Dopo aver denunciato pubblicamente quanto accade ai confini tra Martina Franca e la provincia di Brindisi, in relazione all’improprio conferimento di rifiuti della ATO BR/2, ampiamente documentato da una nota testata web, il consigliere regionale del PDL Gianfranco Chiarelli prende carta e penna e invia una interrogazione a risposta scritta al presidente Vendola e all’assessore all’ambiente Nicastro. Chiarelli chiede ai due una rigorosa verifica su quanto denunciato e l’assunzione di appropriati provvedimenti. Ciò anche in previsione della prossima introduzione della ecotassa a carico dei comuni che non raggiungeranno gli obiettivi prefissati per la raccolta differenziata.

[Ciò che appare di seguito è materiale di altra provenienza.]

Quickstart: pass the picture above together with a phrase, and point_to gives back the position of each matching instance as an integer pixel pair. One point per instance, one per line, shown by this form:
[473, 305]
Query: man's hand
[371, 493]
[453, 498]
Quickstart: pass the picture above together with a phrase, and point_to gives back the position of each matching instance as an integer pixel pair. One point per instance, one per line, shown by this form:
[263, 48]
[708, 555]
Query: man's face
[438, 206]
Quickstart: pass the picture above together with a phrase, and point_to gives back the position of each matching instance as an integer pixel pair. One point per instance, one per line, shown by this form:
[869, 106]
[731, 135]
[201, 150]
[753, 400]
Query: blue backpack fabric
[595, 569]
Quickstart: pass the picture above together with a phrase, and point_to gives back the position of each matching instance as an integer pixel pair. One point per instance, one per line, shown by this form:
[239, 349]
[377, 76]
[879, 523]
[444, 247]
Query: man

Ecco il testo dell’interrogazione:

“INTERROGAZIONE  A RISPOSTA SCRITTA AL PRESIDENTE DELLA GIUNTA REGIONALE E ALL’ASSESSORE REGIONALE ALL’AMBIENTE

 premesso quanto segue:

  • Nel territorio di Martina Franca (Ta) è stata recentemente oggetto di denuncia giornalistica, la presenza di rifiuti inequivocabilmente riconducibili al territorio brindisino, ovvero di altra provincia. In particolare, dalla copiosa e dettagliata documentazione fotografica, è chiara la presenza di contenitori che riportano l’indicazione dell’Ato Br/2.
  • La zona in cui è stata scoperta questa situazione anomala, Monte Fellone, è a poche centinaia di metri dal confine territoriale fra Martina Franca (Ta) e Villa Castelli (Br). Il gestore della raccolta rifiuti stima, secondo l’articolo giornalistico, nel 10% circa la percentuale di  rifiuti prodotti in altro territorio e conferiti ai cassonetti di quella zona del territorio martinese, rispetto alla raccolta quotidiana.
  • Tale circostanza, non occasionale, conferma i timori che da tempo vengono manifestati dalla popolazione circa quest’impropria procedura di conferimento dei rifiuti.
  • E’ evidente che il consolidarsi di tale pratica non può che produrre effetti estremamente negativi sul piano della organizzazione del servizio, nonché, ovviamente, dei costi che la comunità martinese deve accollarsi impropriamente.
  • Tanto assume ulteriore gravità, e produce comprensibile disagio ed allarme sociale, laddove si faccia riferimento alla prossima introduzione  della ecotassa.

 Tutto ciò premesso,

l’interrogante chiede al Presidente della Giunta Regionale e all’Assessore all’Ambiente di conoscere:

  • come si intenda  procedere al fine di avviare  una rigorosa organizzazione del sistema dei controlli per lo scarico dei rifiuti e definire un piano sanzionatorio a carico degli inadempienti.
  • come si intenda  procedere al doveroso sostegno nei confronti dei Comuni che, con documentazione certa, dimostrino di essere condizionati nella percentuale di raccolta dei rifiuti indifferenziati, da quantitativi provenienti da altri territori.